これまでひまりは、武尊にとって個人的接触がないという以上に、まったく興味もなかった存在だった。


 興味さえ沸けば、別に臆面もない性格だ。


 機会がなくても自分で機会を作るだけの甲斐性を持っている。


 そしてたいていの女は、武尊のようなスペックを持った男に声をかけられるのを忌避することがない。


 実際に、胡散臭くは思っていたようだが、目の前の女も時々武尊に見蕩れているようなのには気がついていた。
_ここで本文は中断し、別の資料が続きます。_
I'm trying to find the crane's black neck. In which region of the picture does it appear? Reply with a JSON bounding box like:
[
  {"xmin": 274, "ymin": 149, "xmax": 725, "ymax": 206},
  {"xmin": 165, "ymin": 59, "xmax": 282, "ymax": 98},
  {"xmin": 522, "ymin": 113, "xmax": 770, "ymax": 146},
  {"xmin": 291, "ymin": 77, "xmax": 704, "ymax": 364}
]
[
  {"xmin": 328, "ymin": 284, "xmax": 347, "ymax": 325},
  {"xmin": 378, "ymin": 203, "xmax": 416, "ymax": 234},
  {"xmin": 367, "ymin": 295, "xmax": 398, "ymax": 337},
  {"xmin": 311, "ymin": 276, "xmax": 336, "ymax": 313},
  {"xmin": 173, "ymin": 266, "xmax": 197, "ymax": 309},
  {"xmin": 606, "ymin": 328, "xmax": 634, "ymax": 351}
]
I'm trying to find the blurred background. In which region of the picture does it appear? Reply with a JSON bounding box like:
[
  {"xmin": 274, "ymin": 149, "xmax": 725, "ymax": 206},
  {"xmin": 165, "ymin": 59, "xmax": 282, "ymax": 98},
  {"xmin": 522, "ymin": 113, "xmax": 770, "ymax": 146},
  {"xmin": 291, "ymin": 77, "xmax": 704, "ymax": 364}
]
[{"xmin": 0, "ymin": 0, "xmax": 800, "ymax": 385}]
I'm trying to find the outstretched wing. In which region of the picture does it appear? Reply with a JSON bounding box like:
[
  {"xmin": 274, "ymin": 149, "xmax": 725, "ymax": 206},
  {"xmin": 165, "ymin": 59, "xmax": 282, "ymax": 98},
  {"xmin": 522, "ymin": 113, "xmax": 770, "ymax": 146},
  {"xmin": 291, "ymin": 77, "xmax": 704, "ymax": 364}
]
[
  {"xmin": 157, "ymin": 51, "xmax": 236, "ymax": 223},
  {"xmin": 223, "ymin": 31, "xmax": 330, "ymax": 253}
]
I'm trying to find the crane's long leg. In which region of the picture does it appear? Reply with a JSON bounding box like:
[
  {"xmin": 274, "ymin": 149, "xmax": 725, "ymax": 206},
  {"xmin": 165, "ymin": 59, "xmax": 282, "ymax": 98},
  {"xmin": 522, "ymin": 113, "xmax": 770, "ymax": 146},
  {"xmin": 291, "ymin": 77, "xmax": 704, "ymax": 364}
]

 もちろんそれで惚れられているとか、好意を寄せられているとか勘違いするほど単純でもなかったけれど、基本魅力的な異性を意識しない人間はいないのだからそれも当然のことだろう。


 ひまりのことは、友人知人の評価や一見して見た自分の印象から、他人の弱みを掴んでどうこうするような女ではないと判断していた。


 だからこのド真面目で裏表のなさそうなこの女なら、ある程度事情を知られることになってもその事情を吹聴して楽しんだり脅迫してくるようなこともしないだろう、その程度の信頼から利用することを思いついたにすぎなかったのだ。


 おりしも、ひまり自身も逼迫した事情があるようだったこともある。


 武尊にとって、互いに渡りに船だろうくらいな認識。


 が…、




 「悪くないな」

 「…は?」

 「俺、賢い女って嫌いじゃないから」




 また、いきなり何を言い出すのかと、ひまりの眉根が不審に歪む。


 しかし、そんなひまりの不信感にも怯むことなく、武尊が微笑んだ。


 さっきまでのいかにもひまりの好感を得ようとする、妙に嘘臭い王子様スマイルではなく、本当にどこか楽しそうな顔。